アメリカのドナルド・トランプ大統領にとって腐敗は単なるライフスタイルなのかもしれない。だが、腐敗こそが同政権の決定的な特徴だ。
自らの寄付者や味方に恩赦や都合のよい政策を与えまくったり、一族が展開する暗合資産(仮想通貨)への投資を外国の政府や企業に促したりするなど、トランプの腐敗はアメリカ史上、誰も目にしたことのない規模と深度に達している。
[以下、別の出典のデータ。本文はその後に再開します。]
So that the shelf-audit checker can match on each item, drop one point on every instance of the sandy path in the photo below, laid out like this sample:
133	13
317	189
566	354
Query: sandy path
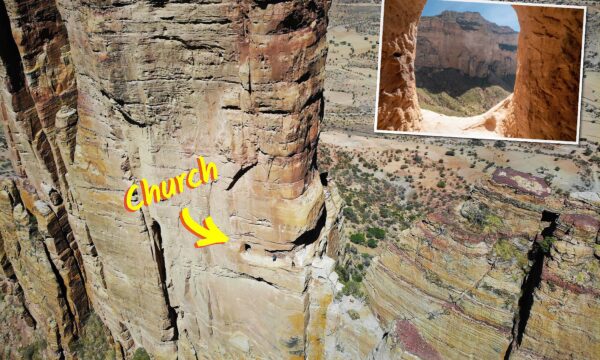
485	126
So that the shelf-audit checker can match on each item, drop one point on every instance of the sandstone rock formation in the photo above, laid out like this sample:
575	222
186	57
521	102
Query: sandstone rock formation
546	101
467	42
546	97
398	102
99	95
508	273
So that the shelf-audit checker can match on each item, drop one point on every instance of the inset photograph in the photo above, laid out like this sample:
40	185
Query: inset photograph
476	69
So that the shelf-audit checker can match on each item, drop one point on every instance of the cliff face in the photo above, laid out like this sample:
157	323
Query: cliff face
512	269
548	74
546	85
98	96
467	42
398	102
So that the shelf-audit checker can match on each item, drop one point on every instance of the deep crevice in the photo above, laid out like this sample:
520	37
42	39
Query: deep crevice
162	273
238	175
532	281
312	235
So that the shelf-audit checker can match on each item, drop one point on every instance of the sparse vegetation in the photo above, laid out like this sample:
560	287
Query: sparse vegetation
140	354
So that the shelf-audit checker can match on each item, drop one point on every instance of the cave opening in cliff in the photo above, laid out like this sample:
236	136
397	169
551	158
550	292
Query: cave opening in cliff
481	70
466	60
こうした腐敗は「システム」を破壊するトランプの試みの一部となっており、その点に気づかなければ、事の重大性は十分に理解できない。トランプが用いている手法は、ロシアのウラジーミル・プーチン大統領の盗賊政権だけでなく、旧ソ連共産党の権力構造をも彷彿とさせる。
国家権力を用いて一族と取り巻きが利権を拡大
気まぐれな個人支配と法の無視を通じて行われるのが、トランプの統治だ。第1次政権時にも指摘したことだが、トランプとその取り巻きたちは国家権力を用いて自らのビジネス利権を拡大することをまったく問題視していない。
第2次政権に比べれば、第1次の腐敗など甘っちょろいものだ。トランプ政権は、腐敗が簡単かつ儲かり、さらに処罰不能なものとなるように政府を造り変えている。私腹を肥やすことと、システムの破壊は車の両輪なのである。